Давно не читала глянцевых журналов. Гляжу, пишут про Павла Санаева, задерживаюсь на странице. Небольшой текст, фото подписано: «На Павле вельветовый пиджак, джинсы, кожаные ботинки, водолазка из кашемира». Как будто шпаргалка внучке, которая будет читать вслух слепенькой бабушке, а та будет расспрашивать: «а как, как он выглядит?».
Иногда на меня находит какое-то оцепенение и я буквально перестаю чувствовать своё тело. Это так неприятно, что я тут же принимаюсь пить холодную воду. И тогда отлично ощущаю себя, но только примерно до середины, где заканчивается желудок. Так и возникли кентавры.

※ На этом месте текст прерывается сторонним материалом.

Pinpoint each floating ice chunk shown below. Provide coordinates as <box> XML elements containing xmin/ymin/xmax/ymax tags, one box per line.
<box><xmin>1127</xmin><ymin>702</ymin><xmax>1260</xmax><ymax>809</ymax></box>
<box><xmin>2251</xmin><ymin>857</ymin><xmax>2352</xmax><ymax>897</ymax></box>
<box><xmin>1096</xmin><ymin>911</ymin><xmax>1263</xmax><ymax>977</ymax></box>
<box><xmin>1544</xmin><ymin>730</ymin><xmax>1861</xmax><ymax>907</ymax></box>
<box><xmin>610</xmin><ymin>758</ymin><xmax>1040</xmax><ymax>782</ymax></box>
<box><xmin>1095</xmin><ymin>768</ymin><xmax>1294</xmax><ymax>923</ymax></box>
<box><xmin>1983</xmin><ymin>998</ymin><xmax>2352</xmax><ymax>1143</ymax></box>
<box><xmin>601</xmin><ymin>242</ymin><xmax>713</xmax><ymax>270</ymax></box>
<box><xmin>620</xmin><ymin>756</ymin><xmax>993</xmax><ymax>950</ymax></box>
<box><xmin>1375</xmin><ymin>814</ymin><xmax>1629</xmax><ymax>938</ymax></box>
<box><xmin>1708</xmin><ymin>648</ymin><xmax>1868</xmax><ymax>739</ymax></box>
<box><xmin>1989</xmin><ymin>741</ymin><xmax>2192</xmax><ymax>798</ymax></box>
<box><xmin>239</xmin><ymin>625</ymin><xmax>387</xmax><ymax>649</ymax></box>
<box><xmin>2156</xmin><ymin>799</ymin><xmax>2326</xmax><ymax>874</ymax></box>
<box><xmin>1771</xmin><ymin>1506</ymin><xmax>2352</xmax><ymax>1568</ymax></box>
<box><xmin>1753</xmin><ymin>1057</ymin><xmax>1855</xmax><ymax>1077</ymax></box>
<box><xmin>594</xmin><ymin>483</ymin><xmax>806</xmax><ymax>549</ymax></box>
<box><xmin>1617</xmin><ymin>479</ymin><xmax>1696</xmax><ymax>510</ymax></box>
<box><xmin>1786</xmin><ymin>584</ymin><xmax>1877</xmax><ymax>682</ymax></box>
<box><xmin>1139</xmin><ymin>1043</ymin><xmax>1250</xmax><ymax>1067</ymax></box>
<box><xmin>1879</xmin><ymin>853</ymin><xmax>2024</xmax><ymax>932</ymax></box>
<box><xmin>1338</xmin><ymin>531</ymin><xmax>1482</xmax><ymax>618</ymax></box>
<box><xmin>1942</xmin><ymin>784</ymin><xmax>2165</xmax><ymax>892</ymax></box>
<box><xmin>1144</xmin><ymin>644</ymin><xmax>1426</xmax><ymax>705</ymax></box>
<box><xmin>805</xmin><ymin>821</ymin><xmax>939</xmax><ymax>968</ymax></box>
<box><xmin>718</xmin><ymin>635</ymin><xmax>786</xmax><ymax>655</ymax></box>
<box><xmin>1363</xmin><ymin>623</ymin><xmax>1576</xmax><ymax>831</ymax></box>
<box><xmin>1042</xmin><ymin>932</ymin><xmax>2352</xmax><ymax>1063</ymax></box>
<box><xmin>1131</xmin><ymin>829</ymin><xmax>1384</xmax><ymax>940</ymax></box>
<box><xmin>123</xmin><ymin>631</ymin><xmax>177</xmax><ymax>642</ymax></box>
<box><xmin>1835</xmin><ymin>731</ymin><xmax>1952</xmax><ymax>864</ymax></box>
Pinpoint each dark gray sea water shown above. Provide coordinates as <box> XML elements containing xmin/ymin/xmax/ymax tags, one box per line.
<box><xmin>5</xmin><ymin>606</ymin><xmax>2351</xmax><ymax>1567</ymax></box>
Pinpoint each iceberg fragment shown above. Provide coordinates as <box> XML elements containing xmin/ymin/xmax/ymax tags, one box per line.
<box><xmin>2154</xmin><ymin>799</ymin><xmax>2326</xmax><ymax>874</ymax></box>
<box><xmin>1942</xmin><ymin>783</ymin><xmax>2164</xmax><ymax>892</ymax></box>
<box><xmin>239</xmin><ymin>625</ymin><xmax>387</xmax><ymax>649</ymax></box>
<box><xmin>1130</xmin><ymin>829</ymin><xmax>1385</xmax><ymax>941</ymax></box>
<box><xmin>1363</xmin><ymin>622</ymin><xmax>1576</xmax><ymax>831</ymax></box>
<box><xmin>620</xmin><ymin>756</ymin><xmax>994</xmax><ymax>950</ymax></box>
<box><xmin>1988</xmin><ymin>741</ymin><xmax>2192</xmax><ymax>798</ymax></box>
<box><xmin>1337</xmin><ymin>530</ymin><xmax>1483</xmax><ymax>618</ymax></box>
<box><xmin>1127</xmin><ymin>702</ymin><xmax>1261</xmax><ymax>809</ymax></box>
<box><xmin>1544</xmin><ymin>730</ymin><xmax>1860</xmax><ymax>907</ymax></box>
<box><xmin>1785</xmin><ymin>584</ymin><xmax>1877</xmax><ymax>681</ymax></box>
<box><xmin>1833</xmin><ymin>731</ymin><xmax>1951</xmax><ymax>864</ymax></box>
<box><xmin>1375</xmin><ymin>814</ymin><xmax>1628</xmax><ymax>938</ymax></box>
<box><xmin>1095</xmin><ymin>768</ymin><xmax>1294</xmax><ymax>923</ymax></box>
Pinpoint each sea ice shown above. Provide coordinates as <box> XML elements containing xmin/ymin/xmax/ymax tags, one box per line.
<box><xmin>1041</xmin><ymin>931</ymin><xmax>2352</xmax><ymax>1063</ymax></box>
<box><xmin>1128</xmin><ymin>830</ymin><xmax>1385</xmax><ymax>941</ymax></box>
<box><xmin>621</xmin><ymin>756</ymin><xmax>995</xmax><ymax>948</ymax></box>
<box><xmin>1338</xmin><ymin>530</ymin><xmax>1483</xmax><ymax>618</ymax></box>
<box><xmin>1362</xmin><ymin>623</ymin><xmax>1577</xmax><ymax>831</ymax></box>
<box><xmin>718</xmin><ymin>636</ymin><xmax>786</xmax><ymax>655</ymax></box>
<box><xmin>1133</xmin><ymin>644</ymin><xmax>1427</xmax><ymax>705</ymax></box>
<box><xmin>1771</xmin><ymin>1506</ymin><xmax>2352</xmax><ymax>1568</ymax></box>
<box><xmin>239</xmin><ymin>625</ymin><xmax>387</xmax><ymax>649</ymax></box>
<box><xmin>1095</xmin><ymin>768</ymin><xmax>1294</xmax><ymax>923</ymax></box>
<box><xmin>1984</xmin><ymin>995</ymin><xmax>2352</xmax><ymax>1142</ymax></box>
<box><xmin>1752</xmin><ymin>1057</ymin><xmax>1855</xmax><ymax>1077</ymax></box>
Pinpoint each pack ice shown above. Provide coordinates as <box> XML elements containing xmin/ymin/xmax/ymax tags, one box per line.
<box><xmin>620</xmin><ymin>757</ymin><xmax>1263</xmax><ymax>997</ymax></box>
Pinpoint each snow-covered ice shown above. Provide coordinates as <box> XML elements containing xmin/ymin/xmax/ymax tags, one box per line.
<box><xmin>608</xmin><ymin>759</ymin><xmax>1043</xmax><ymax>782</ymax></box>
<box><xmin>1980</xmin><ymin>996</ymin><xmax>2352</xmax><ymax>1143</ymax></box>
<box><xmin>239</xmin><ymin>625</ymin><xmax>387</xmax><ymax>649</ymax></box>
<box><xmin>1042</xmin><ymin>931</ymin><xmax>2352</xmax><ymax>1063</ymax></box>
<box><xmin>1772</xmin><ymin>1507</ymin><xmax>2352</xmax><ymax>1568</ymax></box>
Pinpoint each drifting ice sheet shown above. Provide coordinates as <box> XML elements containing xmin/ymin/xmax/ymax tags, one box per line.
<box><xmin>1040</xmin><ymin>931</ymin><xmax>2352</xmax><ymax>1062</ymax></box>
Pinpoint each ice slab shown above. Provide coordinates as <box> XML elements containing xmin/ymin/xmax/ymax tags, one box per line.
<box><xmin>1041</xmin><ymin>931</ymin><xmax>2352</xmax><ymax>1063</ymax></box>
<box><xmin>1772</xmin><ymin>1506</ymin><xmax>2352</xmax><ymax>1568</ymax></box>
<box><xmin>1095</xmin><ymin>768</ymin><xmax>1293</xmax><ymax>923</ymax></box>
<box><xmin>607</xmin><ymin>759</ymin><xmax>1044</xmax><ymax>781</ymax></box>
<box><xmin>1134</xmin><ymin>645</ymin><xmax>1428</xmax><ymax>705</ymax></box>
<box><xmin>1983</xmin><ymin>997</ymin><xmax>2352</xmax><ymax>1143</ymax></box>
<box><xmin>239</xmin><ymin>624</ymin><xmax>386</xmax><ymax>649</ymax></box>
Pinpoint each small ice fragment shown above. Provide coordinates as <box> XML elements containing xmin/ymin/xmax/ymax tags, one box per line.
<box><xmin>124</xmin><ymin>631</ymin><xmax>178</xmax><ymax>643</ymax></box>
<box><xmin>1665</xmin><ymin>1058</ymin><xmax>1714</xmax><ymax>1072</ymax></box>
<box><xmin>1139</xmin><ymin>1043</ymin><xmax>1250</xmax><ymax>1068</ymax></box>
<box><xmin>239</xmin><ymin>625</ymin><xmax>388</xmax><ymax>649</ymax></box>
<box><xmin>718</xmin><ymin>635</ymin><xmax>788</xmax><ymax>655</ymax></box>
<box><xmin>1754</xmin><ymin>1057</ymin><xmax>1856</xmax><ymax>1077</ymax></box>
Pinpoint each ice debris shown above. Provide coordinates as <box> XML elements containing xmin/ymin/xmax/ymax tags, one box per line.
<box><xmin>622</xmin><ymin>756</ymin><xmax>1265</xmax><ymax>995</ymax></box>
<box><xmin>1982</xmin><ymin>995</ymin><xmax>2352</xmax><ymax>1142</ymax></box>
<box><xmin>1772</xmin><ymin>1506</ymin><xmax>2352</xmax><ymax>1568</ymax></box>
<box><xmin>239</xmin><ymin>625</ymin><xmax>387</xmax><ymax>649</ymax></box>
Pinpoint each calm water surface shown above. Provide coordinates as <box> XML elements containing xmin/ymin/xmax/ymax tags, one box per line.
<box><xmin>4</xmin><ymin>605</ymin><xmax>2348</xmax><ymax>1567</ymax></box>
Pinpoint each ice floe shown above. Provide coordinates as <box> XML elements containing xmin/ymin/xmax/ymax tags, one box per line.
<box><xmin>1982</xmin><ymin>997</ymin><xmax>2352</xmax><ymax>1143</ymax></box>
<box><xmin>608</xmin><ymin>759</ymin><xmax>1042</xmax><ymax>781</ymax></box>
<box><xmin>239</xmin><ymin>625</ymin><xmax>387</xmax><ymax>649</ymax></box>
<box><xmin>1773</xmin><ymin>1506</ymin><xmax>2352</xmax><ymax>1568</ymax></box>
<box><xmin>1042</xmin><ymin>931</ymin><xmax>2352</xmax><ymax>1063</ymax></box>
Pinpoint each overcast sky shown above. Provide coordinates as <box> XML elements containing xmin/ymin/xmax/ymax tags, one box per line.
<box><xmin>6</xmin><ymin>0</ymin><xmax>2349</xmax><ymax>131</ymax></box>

Утром собираюсь в полутьме, Серёжа ещё спит. Тереблю его, прошу, чтобы он дал мне диск и деньги. Просыпается, хрипло говорит мне:
— А, это ты, алчный меломан…
Мне очень понравился фильм «Иллюзия полёта». Два часа действие фильма происходит на фоне длинных рядов самолётных кресел перед большим экраном, на котором пассажирам показывают кино. И только к середине понимаю, что я сижу в огромной матрёшке. Перед моими глазами силуэты кресел кинозала и большой экран. Я просто продолжение тех рядов, и хочется позвать билетёршу, попросить воды или карамельку, спросить, на какой высоте. Хорошее, в общем, у фильма название.
То, что нас не убивает, добьёт нас попозже.
Редактирую текст:
«Но тяга к спорту, засевшая в него, судя по всему, надолго, после работы компенсировалась на баскетбольной площадке.
Он пока плохо говорит по-русски и вообще довольно молчалив, но его руки говорят сами за себя».
Ужинаем под «Собаку Баскервилей», которая у нас застольный фильм. Вот убийца Степлтон зовёт Ватсона: «Вы должны непременно посетить нашу ферму».
Соображаю вдруг, а почему ферму? Они тогда должны что-то выращивать на ней…
— Угу, собачку, — жуя бормочет Серёжа.
Когда выпал снег, на поляне сразу проявились дорожки следов всех прошедших по ней людей и зверей. И я стала видеть то, что пёс чувствует носом. Будто под ногами проявились запахи, или в бумажном белом кульке протекла клубника.
От боязни «только бы никого не обидеть» получается избавляться только уродским методом «обидеть всех».